La sala, impregnada de ansiedad, guardó un silencio absoluto mientras el Toro compartía la experiencia que lo persigue. El eco de sus palabras inundó el espacio, cada frase cargada de un dolor palpable.

—"Caí en la trampa de la corrupción"— continuó, su voz resonando.— "Acepté ser un distribuidor de drogas para Mauricio Beltran , a cambio de una retribución que venía de las mensualidades de muchos de los adictos que estaban dentro de esta correccional."— Se detuvo un momento para dejar que sus palabras penetren en el ambiente, y el sonido monótono del walkman de Mati grabando cada detalle resonaba suavemente, como una advertencia de la realidad que estaba a punto de manifestarse.

Clara apretó los labios, sus ojos fijos en el Toro. Cada palabra que salía de su boca traía consigo el peso de la verdad, creando una atmósfera oscura que los atrapaba. Luka, Anto y Mati se acercaron un poco más, sintiéndose infinitamente vulnerables ante la confesión.

—"Todo comenzó con una promesa. Mauri me ofreció dinero y un lugar en esta jerarquía de poder. Yo, un chico en busca de pertenencia, caí en su juego como un tonto. Pensé que tenía control, pero pronto descubrí que era un peón en un tablero donde el juego era la vida de otros."
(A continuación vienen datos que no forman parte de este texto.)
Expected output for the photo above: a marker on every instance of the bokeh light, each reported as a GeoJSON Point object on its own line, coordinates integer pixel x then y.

Las miradas fueron afilándose a medida que el Toro continuaba. El impacto de sus palabras llenó la habitación, y Luka sintió escalofríos.

—"La corrupción aquí no solo alimenta a los que están dentro, sino que también se alimenta de sus miedos. Cada mes, algunos internos caen en la dependencia de estas sustancias. "

El silencio se tornó denso, de esos que podrían cortarse con un cuchillo. Las miradas se entrelazaron, reconociendo que las historias de aquellos jóvenes no eran solo rumores, sino realidades ocultas que necesitaban resurgir de las entrañas de Valle Verde. Mati se inclinó hacia adelante, atrapado en la narración. El sonido del walkman seguía grabando, capturando la esencia de la auténtica verdad, mientras el eco de los relatos del Toro seguía resonando a través de la sala, empapando el aire tenso. El relato de su descenso y las imágenes de tortura se afirmaban en la mente de Luka. La habitación se llenaba de un reconocimiento tácito: la voz del Toro era solo una pieza del rompecabezas sangriento que aún se desarrollaba en sus vidas.